TCL’s Q9BK Mini LED range continues the brand’s irresistible trend of delivering more - in some cases, much more - for less

Pros

  • Bright, colourful pictures
  • Good contrast for such a bright TV
  • Huge, affordable screen sizes

Cons

  • Pictures can look soft on big sizes
  • Smokey look to some dark shots
  • Over-enthusiastic brightness

It’s becoming quite hard to keep track of all of TCL’s great-value LCD TVs over the past year, but the new Q9BK range (C765K in Europe) manages to stand out from the crowd. When it comes to great-value LCD TVs, the occasional rare miss aside, TCL is on a roll.

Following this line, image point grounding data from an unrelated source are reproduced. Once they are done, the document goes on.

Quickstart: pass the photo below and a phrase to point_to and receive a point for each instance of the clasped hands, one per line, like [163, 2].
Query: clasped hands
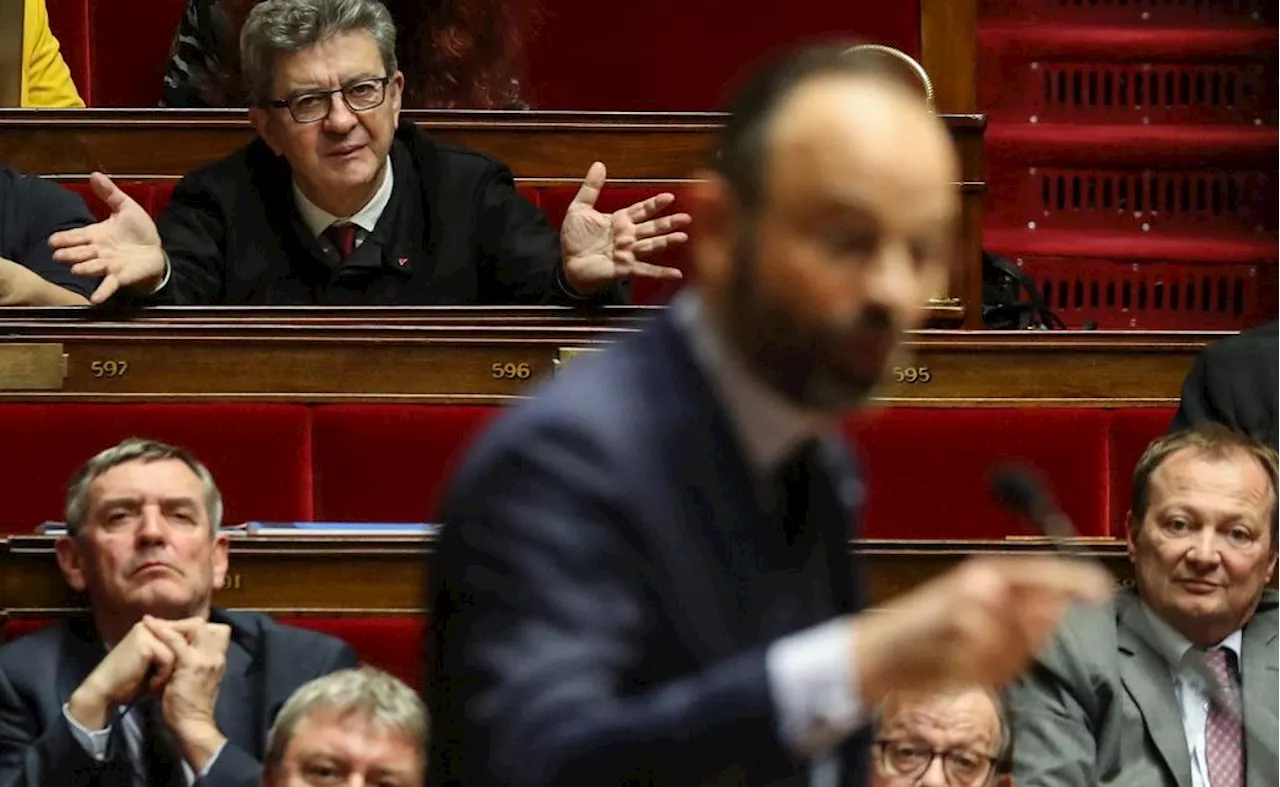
[597, 248]
[182, 662]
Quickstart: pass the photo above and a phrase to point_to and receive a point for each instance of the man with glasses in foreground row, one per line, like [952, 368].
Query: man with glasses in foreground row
[338, 204]
[949, 739]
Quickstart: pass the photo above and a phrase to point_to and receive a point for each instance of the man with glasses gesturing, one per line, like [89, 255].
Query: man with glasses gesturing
[941, 740]
[337, 202]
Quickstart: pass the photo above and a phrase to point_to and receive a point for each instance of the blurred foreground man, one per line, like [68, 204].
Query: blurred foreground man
[1114, 700]
[351, 727]
[942, 739]
[338, 202]
[152, 686]
[644, 576]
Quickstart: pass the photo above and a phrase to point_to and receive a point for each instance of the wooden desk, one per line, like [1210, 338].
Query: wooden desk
[387, 575]
[542, 147]
[494, 355]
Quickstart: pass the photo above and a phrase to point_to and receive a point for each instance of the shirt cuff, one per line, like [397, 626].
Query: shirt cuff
[813, 687]
[94, 741]
[192, 777]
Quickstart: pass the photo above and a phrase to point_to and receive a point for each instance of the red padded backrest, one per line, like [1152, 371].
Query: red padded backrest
[557, 198]
[679, 55]
[260, 454]
[388, 462]
[926, 469]
[1132, 430]
[394, 644]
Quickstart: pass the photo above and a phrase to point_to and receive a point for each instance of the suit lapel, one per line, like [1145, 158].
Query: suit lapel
[1261, 690]
[1150, 682]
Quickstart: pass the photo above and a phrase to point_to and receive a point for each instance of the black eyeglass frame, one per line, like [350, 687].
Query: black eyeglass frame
[990, 778]
[327, 95]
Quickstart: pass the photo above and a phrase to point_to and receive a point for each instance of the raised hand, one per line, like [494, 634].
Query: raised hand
[599, 248]
[123, 250]
[140, 663]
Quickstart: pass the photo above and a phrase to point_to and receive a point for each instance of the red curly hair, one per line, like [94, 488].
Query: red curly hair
[464, 54]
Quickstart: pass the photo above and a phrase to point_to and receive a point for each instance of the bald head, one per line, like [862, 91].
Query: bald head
[827, 225]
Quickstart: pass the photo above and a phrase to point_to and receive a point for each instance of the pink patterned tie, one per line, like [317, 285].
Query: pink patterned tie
[1224, 739]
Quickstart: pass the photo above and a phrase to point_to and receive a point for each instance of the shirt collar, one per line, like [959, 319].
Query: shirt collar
[769, 425]
[1174, 646]
[366, 218]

Whether it’s the TV’s extreme brightness, crazy number of local dimming zones, use of Mini LED lighting, advanced gaming chops, typically aggressive prices or, at the upper end of the range, the presence of screen sizes so big they no longer even feel like TVs, there’s something in the Q9BK range to attract just about anyone.


TCL Q9BK review: Key specifications

Screen sizes available:55in 55Q9BK
65in 65Q9BK
75in 75Q9BK
85in 85Q9BK
98in 98Q9BK
Panel type:Quantum dot Mini LED with local dimming
Resolution:4K/UHD (3,840 x 2,160)
Refresh rate:144Hz
HDR formats:HDR10, HDR10+, HLG, Dolby Vision
Audio enhancement:Dolby Atmos, DTS Virtual:X
HDMI inputs: 2 x HDMI 2.1, 2 x HDMI 2.0
Freeview Play compatibility:Yes
Tuners:Terrestrial
Gaming Features:ALLM, 4K/120Hz, VRR (AMD FreeSync), Game mode, Dolby Vision Game mode
Wireless connectivity:Wi-Fi 802.11a/b/g/n/ac, Wi-Fi 6, Bluetooth 5.2
Smart assistants:Google Assistant built-in, works with Apple Home
Smart platform:Google TV

TCL Q9BK review: What you need to know

The Q9BK range is exclusive to the UK – though C765K models available elsewhere in Europe boast pretty much the same specification.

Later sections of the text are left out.